End-user teams manage their own ray clusters on multi-tenant infra.
Hendrix is a (beta) internal spotify tool to save folks from needing to learn K8s.
How to solve local development problems?
- Cloud developer environment (CDE).
- They built something like GitHub codespaces, but with Ray and GPUs
- VSCode in the browser: Works the same on any device
- Everything runs as workloads on K8s
- They use Istio to get routing done right
Lessons Learned:
- Must be HA: Don’t have a reverse proxy that is a SPOF (single point of failure)

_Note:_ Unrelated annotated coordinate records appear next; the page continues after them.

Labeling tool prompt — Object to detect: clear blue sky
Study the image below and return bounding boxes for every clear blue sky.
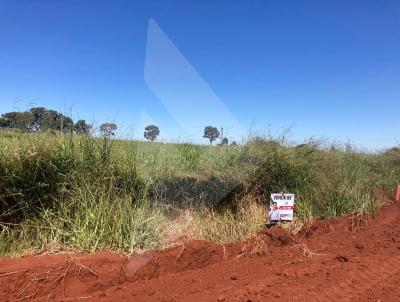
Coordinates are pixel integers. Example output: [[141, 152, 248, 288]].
[[0, 0, 400, 149]]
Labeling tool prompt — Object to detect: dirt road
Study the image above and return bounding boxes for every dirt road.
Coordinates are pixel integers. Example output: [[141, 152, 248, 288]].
[[0, 195, 400, 301]]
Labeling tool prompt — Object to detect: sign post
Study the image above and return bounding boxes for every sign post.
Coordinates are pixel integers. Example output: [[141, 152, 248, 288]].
[[269, 193, 295, 222]]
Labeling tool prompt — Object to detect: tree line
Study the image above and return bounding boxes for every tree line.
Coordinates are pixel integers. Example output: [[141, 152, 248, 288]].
[[0, 107, 237, 145]]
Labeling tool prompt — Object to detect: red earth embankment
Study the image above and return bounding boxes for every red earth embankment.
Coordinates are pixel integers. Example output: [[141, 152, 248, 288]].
[[0, 195, 400, 301]]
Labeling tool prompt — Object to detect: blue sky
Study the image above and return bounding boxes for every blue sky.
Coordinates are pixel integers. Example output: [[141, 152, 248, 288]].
[[0, 0, 400, 149]]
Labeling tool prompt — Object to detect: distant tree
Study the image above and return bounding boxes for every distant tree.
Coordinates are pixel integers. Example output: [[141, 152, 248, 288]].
[[143, 125, 160, 142], [74, 120, 92, 134], [203, 126, 219, 146], [100, 123, 117, 138]]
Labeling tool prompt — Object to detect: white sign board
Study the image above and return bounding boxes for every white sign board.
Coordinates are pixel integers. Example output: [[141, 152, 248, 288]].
[[269, 193, 294, 220]]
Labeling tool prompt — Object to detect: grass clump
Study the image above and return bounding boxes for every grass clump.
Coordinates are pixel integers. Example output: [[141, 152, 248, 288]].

- Needs to be customizable and extensible
- Needs telemetry to show that the CDE actually makes people more productive
- Use K8s etcd as your DB
- Use K8s operator with CRD, it’s neat

Ryan Culbertson: Near Real-Time Features w/ Jukebox NRT

Ryan:
- Spotify senior engineer
- ML Infra
- Feature Mgmt tooling
Ideally, the Spotify app makes personalized recommendations right after the user does stuff
- Therefore, near real-time is desirable
Cold-start problem is particularly challenging
Near Real-Time (NRT) is just, like, streaming data that gets processed in minutes not seconds
(Spotify runs all its stuff on Google Cloud)
Scale: Operating on the order of like 3M messages/sec, high-cardinality too
Their NRT tool Jukebox uses Flink, Bigtable
- Idea is to use SQL for experimentation and also prod
- Jukebox operates in 5-min windows of aggregation
  - Small window: Fresh data
  - Big window: Cheap data
  - Had to find some arbitrary sweet spot
- 5-minute window aggregations get re-aggregated on reads later
- Some teams might want a 1-hour window, some might want 6-hour, etc.
Lessons Learned:
- Flink integration w/ GCloud needed custom connectors..! Probably smoother on the more mature Kafka
- Instrument everything to help find bottlenecks (in multi-thread stuff, e.g.)